One of the most respected datasets on Arctic sea ice volume is produced by the Pan-Arctic Ice Ocean Modeling and Assimilation System (PIOMAS, Zhang and Rothrock, 2003) developed at the Polar Science Center, Applied Physics Laboratory, University of Washington. The graph below shows PIOMAS data for annual minimum Arctic sea ice volume (black dots) with an exponential trend added (in red).

The Arctic Methane Emergency Group (AMEG), in a February 12, 2012, written submission to the U.K.  Environmental Audit Committee (EAC), pointed at the graph:
 . . summer volume [is] less than 30% of its value 20 years ago. The trend in volume is such that if one extrapolates the observed rate forward in time, by following an exponential trend line, one obtains a September near-disappearance of the ice by 2015.

The MET Office, in a March 8, 2012, written submission:
Climate models project the Arctic will become ice-free during summer at some point this century – though likely not before 2040. . . In September 2007, sea ice extent reached an all-time low, raising the question of whether the sea ice is likely to melt more quickly than has been projected. There is, however, no evidence to support claims that this represents an exponential acceleration in the decline. Indeed, modelling evidence suggests that Arctic sea ice loss would be broadly reversible if the underlying warming were reversed.

Professor Slingo, Chief Scientist, MET Office, elaborated on this in a March 14, 2012, oral submission:
Q114 Chair: . . when the Arctic will be ice free in summer. . .
Professor Slingo: . . Our own model would say between 2040 and 2060 . .

Q115 Chair: You would rule out an icefree summer by as early as 2015, for example?
Professor Slingo: Yes we would . . .

Q117 Chair: . . In terms of the modelling that you are using, does that cover . . . volume of ice?
Professor Slingo: We run quite a sophisticated sea ice model. . . and we are looking forward now to the new measurements from CryoSat-2.

Q118 Chair: . . evidence that we had suggested that the volume of ice had already declined by 75%, and that further decreases may cause an immediate collapse of ice cover.
Professor Slingo: I wouldn’t [give credence to that]. We don’t know what the thickness of ice is across the whole Arctic with any confidence. . . I probably would [rule it out altogether] . . . to say we have lost 75% of the volume is inconsistent with our assessments.

Professor Laxon, director of Centre for Polar Observation and Modelling, where CryoSat-2 data is being analysed, in an August 24, 2012, written submission:
. . [analysis of] CryoSat-2 and ICESat data . . suggest a decrease in ice volume over the period 2003–12 at least as large as that simulated by PIOMAS, and possibly higher.

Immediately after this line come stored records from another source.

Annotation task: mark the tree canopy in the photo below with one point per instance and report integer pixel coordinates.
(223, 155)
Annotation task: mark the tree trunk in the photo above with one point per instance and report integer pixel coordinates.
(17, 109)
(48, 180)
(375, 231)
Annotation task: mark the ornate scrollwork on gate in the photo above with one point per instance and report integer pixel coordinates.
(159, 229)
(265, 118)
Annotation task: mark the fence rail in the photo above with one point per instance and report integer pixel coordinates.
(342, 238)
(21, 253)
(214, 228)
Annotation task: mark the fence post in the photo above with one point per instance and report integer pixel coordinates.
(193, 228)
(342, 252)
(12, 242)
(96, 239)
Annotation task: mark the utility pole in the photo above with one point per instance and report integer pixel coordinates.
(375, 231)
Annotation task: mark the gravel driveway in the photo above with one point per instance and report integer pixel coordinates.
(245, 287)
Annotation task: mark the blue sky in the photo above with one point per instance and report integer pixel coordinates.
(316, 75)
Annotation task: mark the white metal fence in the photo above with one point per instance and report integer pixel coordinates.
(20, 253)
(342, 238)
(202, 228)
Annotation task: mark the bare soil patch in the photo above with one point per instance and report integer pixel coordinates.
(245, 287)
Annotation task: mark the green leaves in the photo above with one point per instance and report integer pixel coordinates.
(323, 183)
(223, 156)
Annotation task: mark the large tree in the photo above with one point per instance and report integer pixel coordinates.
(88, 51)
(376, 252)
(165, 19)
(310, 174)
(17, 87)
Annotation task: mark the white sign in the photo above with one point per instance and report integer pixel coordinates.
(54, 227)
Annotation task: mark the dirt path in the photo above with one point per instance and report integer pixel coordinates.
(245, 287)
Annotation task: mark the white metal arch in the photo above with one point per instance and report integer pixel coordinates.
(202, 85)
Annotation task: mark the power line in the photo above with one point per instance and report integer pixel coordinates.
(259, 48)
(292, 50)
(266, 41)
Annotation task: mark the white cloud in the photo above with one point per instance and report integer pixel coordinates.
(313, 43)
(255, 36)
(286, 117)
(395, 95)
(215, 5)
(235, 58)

The Met Office, in an August 31, 2012, supplementary written submission:
The changes in observed sea-ice volume only extends [sic] over a few years and cannot in isolation be interpreted as representative of a long term trend. . . . The extrapolation of short-term trends in ice volume is not a reliable way to predict when the Arctic will be seasonally ice free as negative feedbacks and changing weather patterns may slow the rate of ice loss. . . it is worth noting that climate models can show a period of recovery in ice volume following periods of large ice volume loss.

For some curious reason, some people seek to downplay the significance of the events taking place in the Arctic, as well as the risk of methane releases. Here's more on that.

AMEG added, in its above February 12, 2012 written submission:
The catastrophic risk of global warming leading to very large emissions of methane from large Arctic carbon pools, especially from subsea methane hydrate, is documented in the 2007 IPCC assessment.

By collaborating with others to protect the Arctic, a climate of cooperation can be engendered to protect the whole planet for the benefit of ourselves and future generations.

Professor Lenton, in a Feb 21, 2012, oral submission:
. . the Hadley Centre [has] permafrost in the latest state-of-the-art model . . . their best estimate is we may get 0.1°C of extra warming at the end of the century from the loss of methane from the northern high latitudes.

Professor Slingo, in the above March 14, 2012, oral submission:
Q126 Dr Whitehead:. . what sort of modelling factors may be accounted for by the possibility of tipping points or feedback attached to these? For example, the argument that follows very substantially from the extent of continental shelf that there is within the Arctic Basin and, therefore, the particular relationship that warming on that relatively shallow sea has on trapped methane-for example, the emergence of methane plumes in that continental shelf, apparently in quite an anomalous way-leading possibly to the idea that there may be either tipping points there or catastrophic feedback mechanisms there, which could then have other effects on things, such as more stabilised caps like the Greenland ice cap and so on. I rapidly collated all the possible catastrophe theories, but I mean how are those factored into the modelling process?

Professor Slingo: . . we are not looking at catastrophic releases of methane. . . We don’t see catastrophic change in the Arctic that would lead to catastrophic releases of methane, or very large changes in the thermohaline circulation, within the next century. Our understanding of the various feedbacks-and it is a very complex system-both through observations and modelling, suggests that we won’t see those catastrophic changes, in terms of the physical system.

Note that the above are excerpts, to make things easier to read. For the full text, click on the respective links.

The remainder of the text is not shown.